First we import Pandas, which is a library for analyzing and working with data. The next two lines might look a bit confusing. It looks like we are importing dateime twice but that isn‘t true. The first import is the import of the module datetime. The second ones refers to the class, also called datetime. Later we‘ll look at why we imported it this way.
After that we‘ll import argparse which you might know from [this tutorial](https://steemit.com/technology/@toalsty/a-little-python-script-for-evaluating-subdomains) . Argparse is an easy to use module that helps us create a command line interface. We'll also import math to help us with the math later on.


Now to the main function:

![main.png](https://cdn.steemitimages.com/DQmQ7ViA4JbSpbuXgbuwr9QjmV7Xv6oMaL1rgaw6zeZV1fE/main.png)

We define four arguments with the *add_argument()* method so that we can call our script with the following parameters.

-f is the first company 

-s is the second company

-st starting time in the format YY-MM-DD 

-et end date in the format YY-MM-DD 

![clicmd.png](https://cdn.steemitimages.com/DQmeJpxKk5NTyv9DHEq43Rrs7SdSqSRtgzjWk7Ta6uNKN2e/clicmd.png)

After we parse the arguments with the *parse_args()* method.
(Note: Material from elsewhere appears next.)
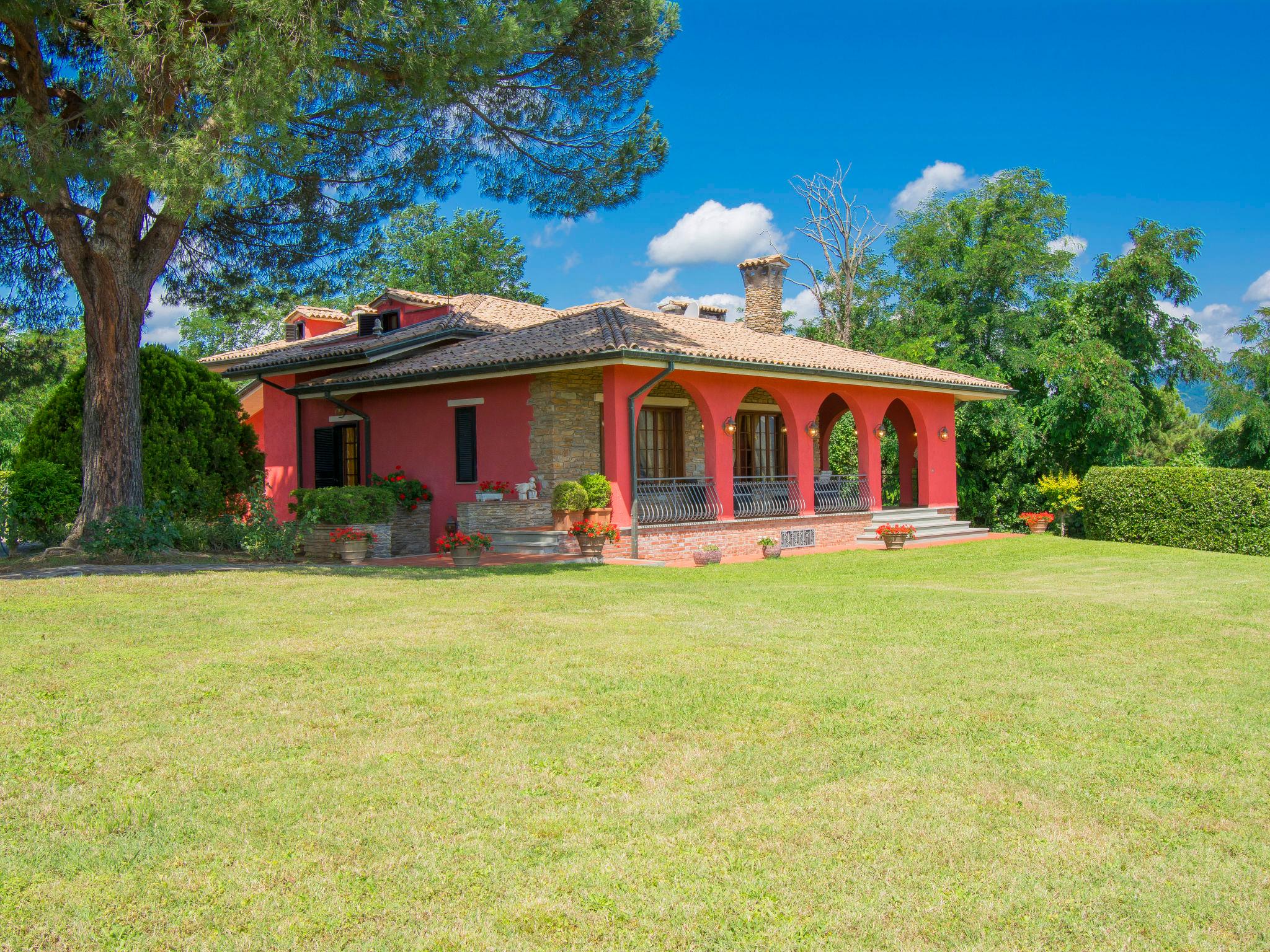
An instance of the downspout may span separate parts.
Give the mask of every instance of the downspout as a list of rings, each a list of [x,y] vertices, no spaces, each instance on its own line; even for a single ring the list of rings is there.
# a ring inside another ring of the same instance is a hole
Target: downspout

Now we define two variables called start and end. Here we use datetime with its strptime() method to format the Time given. *strptime()* takes in two arguments. The first one is the string and the second one is the format specifier.
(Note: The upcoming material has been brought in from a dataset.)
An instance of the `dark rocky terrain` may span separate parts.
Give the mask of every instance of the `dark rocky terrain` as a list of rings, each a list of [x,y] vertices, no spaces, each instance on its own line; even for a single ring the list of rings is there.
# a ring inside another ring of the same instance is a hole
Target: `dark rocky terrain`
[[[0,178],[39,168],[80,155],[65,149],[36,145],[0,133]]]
The next two variables called one and two each call our prep_data() function that we defined in line 9. 

![prep.png](https://cdn.steemitimages.com/DQmcK6L6erg6i5cRBiBAybbpQTT1GkszMpuTqokWzFyTCoz/prep.png)

The function takes in three arguments(The stocks as .csv, the start date, the end date ). The first variabe we define is one called name where we simply strip the ‘.csv‘ part of the string.
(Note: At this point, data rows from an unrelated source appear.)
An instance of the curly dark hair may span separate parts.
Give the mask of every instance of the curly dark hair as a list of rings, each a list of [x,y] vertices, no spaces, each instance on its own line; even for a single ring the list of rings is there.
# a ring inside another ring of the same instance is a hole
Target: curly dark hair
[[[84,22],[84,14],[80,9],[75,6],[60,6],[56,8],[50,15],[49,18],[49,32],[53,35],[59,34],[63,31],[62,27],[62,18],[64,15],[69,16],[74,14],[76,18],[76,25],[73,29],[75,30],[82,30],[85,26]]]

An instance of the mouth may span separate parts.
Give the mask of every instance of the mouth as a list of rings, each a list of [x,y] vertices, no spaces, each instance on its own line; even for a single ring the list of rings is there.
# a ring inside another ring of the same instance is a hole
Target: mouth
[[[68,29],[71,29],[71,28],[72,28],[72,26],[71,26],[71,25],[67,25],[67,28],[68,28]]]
Now we define our dataframe with the fr variable. It calls pandas read_csv() function to import our data from the .csv file. 
Then we use *drop()* to drop the columns we don‘t need because we just want the „Adj Close“ column. In the next line we rename the Adj Close column to the stock name. 
We now define the rng variable that will be returned by the function. It uses the loc indexer which we pass the start and end date to, so that we only get the timeframe we specified in the command line.

Back in our *main()* function we noe call the concat function that will concatenate the two datasets. Furthermore the axis on which to concatenate will be specified.

If you now *print()* the ind variable you should get the following.

![table.png](https://cdn.steemitimages.com/DQmQxGqd4kEQ6nDBVQQVrnWGF5eRjARWji6MS5R9SRmxhHZ/table.png)

In the last line of the main() function we simply print the sentence „The correlation between the stocks is :“ and then calls the corr_stocks() function that is defined in line 21. 

![calc.png](https://cdn.steemitimages.com/DQmbRpGbKms281nN1xwA4JbKmUToWHdDxNfteT2cfQDEcmk/calc.png)

Whats happens here? In general we broke down the following formula for calculating the correlation, into some smaller steps.

Correlation Function:

Corr = (n * Sum(X,Y) – (Sum(X) * Sum(Y)) / SquareRoot((n * Sum(X^2) – Sum(X)^2) * (n * Sum(Y^2) - Sum(Y)^2))

Where:

n – is the number of days in our case
Sum- The Sum of whats in the parenthesis 

In our function *corr_stocks()* we brake that down into several smaller steps. First we calculate five different sums. 
The first one is the sum of all the values in column 0(Stock A). The second one does the same for the values of column 1(Stock B).
The third one is Sum(X,Y) from our function above. It multiplies the values in each row and then gives us the sum of these.
The fourth and fifth are the sum of each value squared. 

After that we simply define t by counting the length of the index. That gives us our n in the above function. We then calculate the values for each side of the divisor and then define and return the correlation between the two stocks.

![result.png](https://cdn.steemitimages.com/DQmU3FFd3ULQBuDonXUDSfxKW3pz9XDrzq5eiPTQsEh144Y/result.png)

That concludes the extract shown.